Dr Richard Oram has developed a ‘risk calculator’ that uses information from genes linked to Type 1 diabetes to potentially find those at risk of the condition. Now, they want to test the calculator using data from several large studies.
This could help to find people at high risk of Type 1 diabetes in the future, and provide vital knowledge to help create treatments to stop it.
Background to research
Type 1 diabetes develops when the body’s own immune system attacks insulin-producing beta cells in the pancreas.
The immune attack usually begins several years before the symptoms of Type 1 diabetes appear. This time between the start of the attack and the symptoms offers a window of opportunity to prevent the onset of Type 1 diabetes.

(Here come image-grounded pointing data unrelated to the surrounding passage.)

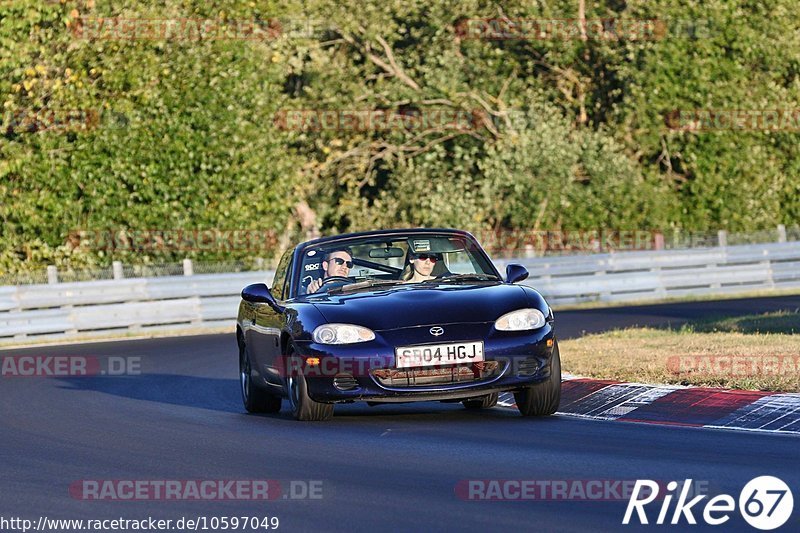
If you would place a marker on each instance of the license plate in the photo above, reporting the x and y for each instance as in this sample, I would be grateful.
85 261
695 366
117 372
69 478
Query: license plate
439 354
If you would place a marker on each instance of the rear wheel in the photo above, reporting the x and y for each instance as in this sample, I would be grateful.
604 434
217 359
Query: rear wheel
542 399
482 402
255 399
303 407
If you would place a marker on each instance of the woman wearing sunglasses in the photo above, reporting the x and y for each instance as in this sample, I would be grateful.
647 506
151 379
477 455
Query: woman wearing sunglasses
421 266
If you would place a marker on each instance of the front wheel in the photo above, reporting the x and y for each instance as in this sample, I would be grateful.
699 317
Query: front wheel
542 399
303 407
255 400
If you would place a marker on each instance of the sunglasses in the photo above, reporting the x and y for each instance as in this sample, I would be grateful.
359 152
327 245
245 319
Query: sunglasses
339 261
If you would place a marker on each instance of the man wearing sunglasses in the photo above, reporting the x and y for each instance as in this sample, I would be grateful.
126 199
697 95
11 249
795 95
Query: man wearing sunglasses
421 267
336 263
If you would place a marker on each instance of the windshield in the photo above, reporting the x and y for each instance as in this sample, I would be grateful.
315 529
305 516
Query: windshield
353 264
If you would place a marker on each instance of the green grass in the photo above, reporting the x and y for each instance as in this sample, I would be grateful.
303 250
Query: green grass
754 352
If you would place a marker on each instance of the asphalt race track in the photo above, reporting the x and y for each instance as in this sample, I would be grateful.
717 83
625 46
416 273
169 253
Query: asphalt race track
393 467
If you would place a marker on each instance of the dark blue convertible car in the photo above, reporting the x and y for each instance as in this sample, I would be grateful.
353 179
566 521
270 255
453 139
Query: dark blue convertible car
395 316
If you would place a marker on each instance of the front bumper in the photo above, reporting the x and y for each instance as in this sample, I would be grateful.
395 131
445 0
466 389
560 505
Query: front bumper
367 371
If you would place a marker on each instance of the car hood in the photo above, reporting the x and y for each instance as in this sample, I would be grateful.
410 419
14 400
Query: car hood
415 305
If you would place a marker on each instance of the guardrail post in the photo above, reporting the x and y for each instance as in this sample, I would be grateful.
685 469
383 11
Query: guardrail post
52 274
781 233
658 241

Over 50 genes have now been linked to the risk of developing Type 1 diabetes. Dr Oram and his team have developed a genetic risk score: a calculator that takes information from these genes to identify those at highest risk of developing Type 1 diabetes.
Dr Oram’s student will collate information from several large studies that follow people at risk of Type 1 diabetes. They will test the new genetic risk score, combining it with other factors (such as information about the immune system, age and sex) to see if it can predict who is most likely to develop Type 1 diabetes in the future.
They will take information from four studies: TEDDY, TRIALNET, the Type 1 diabetes genetic consortium and the UK Biobank.
All of the data from the people taking part in these studies has already been collected, so now it can be used to test the genetic risk score.
Potential benefit to people with diabetes
If successful, this study could help us find those who are at high risk of developing Type 1 diabetes in the future.
This is important, because we can then ensure those people can spot the signs of Type 1 diabetes (to reduce their risk of complications during diagnosis) and find out more about the ‘triggers’ of Type 1 diabetes.
Alongside this, this vital knowledge will help scientists to develop treatments that can stop Type 1 diabetes before the symptoms appear.